M Kenyon II
M Kenyon II

Reputation: 4274

Looking for a design pattern to handle asp.net sub projects

I'd like to re-design my site with one ASP.Net solution, and a project for each of the main areas of the site. I would like a layout like this:

Main Project

-- Legal Section Project

--- Legal Main Page (Uses Main MasterPage)

--- Legal Sub Page (Uses Main MasterPage)

-- Administration Section Project

--- Main Admin (Uses Main MasterPage)

--- Second Admin (Uses Main MasterPage)

--- Third Admin (Uses Main MasterPage)

The way I'd like the site to work is that if a menu item from the Master page gets triggered, the sub pages even if in a different project, would be able to handle it first, perhaps asking the user to save before the event from the Master page gets handled.

Any samples out there like that?

ASP.Net 2.0 or 3/3.5 is fine. Would MVC or MVP work for this?

Upvotes: 0

Views: 216

Answers (2)

mgnoonan
mgnoonan

Reputation: 7200

If the two (or more) projects need to share so much, do they really need to be separate projects?

Using MVC3, you could have an Area setup just for the Admin functions and it would share the same login credentials as the rest of the site. The project structure would look more like this:

Main Project
|--Areas
  |--Admin
    |--Controllers
    |--Models
    |--Views
|--Controllers
|--Models
|--Views
    |--Layout.cshtml

You can even make "Legal" an area if you so choose.

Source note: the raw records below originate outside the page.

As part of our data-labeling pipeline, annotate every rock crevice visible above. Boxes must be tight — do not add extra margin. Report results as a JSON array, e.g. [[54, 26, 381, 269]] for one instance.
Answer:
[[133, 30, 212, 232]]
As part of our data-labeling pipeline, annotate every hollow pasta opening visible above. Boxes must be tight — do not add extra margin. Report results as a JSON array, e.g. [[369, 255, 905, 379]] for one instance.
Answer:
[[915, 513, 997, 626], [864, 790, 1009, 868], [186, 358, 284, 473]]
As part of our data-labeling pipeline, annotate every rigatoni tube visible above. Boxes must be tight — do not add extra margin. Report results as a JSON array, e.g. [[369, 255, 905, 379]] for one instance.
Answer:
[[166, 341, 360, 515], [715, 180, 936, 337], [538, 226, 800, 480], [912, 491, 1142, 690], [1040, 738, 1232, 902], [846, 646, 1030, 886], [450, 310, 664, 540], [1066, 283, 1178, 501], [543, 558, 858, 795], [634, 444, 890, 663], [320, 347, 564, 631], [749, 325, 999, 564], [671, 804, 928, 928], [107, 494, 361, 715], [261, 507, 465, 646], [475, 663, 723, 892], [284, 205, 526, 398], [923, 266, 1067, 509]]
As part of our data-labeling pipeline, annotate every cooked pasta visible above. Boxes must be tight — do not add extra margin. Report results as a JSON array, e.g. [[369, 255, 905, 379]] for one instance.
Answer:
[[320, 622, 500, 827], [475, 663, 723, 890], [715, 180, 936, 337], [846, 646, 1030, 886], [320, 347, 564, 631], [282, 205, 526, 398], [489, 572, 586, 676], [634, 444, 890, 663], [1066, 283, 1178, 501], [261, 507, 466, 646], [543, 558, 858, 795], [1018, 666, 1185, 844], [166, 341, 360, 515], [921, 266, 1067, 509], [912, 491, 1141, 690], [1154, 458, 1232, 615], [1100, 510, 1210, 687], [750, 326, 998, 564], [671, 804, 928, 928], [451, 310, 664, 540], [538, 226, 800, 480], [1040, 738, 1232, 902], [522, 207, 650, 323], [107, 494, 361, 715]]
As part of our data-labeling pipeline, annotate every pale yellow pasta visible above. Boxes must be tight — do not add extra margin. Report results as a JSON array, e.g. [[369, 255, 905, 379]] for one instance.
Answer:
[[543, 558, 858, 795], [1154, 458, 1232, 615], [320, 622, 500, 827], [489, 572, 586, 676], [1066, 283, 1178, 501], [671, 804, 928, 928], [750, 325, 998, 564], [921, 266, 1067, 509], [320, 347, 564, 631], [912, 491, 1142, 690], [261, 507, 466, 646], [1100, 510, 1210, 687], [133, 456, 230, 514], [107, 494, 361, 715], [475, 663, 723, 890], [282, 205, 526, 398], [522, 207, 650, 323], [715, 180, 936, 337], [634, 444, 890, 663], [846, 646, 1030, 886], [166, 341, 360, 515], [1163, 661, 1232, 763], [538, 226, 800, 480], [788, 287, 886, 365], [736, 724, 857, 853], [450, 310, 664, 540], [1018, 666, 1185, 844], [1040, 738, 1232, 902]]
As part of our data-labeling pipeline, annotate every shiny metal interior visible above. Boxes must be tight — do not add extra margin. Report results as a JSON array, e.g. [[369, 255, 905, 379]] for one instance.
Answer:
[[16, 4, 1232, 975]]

To solve your event triggering, you can use inheritance in your controllers to determine which one is going to handle a particular event. For example, The AdminBaseController can inherit from the main site BaseController, etc.

Upvotes: 0

Daniel A. White
Daniel A. White

Reputation: 190976

Either MVC or WebForms will do this. However you will have to manage the stuff manually in the file system.

With MVC, there is a concept of an Area, but out-of-the-box, Areas must be in the same project. I strongly recommend MVC for this.